Lamb NJ, Quinlan GJ, Westerman ST, Gutteridge JMC, Evans TWet al., 1998, Increased tyrosine nitration in bronchoalveolar lavage fluid from patients with ARDS receiving inhaled nitric oxide, Thorax, Vol: 53, ISSN: 0040-6376

Inhaled nitric oxide (NO) improves oxygenation and reduces pulmonary vascular resistance in a proportion of patients with acute respiratory distress syndrome (ARDS). However, NO is also a free radical that reacts with superoxide to form the highly toxic peroxynitrite (ONOO-) anion. ONOO-, or its decomposition products, can nitrate tyrosine to form 3-nitrotyrosine (3NT), which can be used as a marker of peroxynitrite formation. In this study we measured 3-nitrotyrosine in bronchoalveloar lavage (BAL) samples from 10 patients with ARDS receiving NO, and ten patients with comparable lung injury who were not. BAL samples were collected and spun to remove debris.

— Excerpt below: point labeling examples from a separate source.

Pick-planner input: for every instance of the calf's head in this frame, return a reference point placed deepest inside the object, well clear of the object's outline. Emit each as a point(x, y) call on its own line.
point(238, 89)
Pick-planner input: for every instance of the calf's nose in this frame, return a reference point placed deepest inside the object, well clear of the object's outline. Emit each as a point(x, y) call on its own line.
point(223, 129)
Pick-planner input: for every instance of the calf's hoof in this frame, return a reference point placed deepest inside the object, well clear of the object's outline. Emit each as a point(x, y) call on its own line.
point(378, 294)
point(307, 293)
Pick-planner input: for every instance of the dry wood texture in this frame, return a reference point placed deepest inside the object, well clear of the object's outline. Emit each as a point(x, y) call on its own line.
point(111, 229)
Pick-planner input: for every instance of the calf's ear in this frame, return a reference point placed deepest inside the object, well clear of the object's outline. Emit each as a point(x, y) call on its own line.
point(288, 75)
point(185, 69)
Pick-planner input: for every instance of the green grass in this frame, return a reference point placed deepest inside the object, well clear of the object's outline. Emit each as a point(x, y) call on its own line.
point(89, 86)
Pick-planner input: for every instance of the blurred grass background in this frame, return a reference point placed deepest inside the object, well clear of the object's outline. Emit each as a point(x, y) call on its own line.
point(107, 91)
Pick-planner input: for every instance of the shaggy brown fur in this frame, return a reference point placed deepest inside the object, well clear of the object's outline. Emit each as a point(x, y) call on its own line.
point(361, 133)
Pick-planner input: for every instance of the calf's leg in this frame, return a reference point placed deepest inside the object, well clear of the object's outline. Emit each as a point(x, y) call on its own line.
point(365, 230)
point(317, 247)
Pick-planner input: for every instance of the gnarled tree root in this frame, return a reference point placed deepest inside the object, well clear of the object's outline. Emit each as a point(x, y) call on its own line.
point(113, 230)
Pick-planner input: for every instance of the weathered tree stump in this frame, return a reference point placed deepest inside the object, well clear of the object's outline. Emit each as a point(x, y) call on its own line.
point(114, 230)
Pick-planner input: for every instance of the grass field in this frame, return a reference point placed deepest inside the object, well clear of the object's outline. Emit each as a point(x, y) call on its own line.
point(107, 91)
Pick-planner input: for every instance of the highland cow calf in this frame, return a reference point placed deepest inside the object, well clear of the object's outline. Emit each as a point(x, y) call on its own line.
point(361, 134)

Following hydrolysis, amino acids were purified by ion-exchange and analysed by high performance liquid chromatography (HPLC). Peaks were identified and quantitated by comparison with known standards. Patients receiving inhaled NO showed significantly increased levels of 3NT in their BAL fluid compared to controls (6.76 ± 2.79 vs 0.4 ± 0.15 nmol/mg of protein, p=0.005). No significant correlation was found between levels of inhaled NO and levels of 3NT measured (r = 0.4), suggesting that levels of NO are not the only factor involved in determining the amount of protein nitration. We have demonstrated an association between the use of inhaled NO in patients with ARDS and increased levels of 3-nitrotyrosine. The significance of the protein nitration observed in these patients remains to be evaluated.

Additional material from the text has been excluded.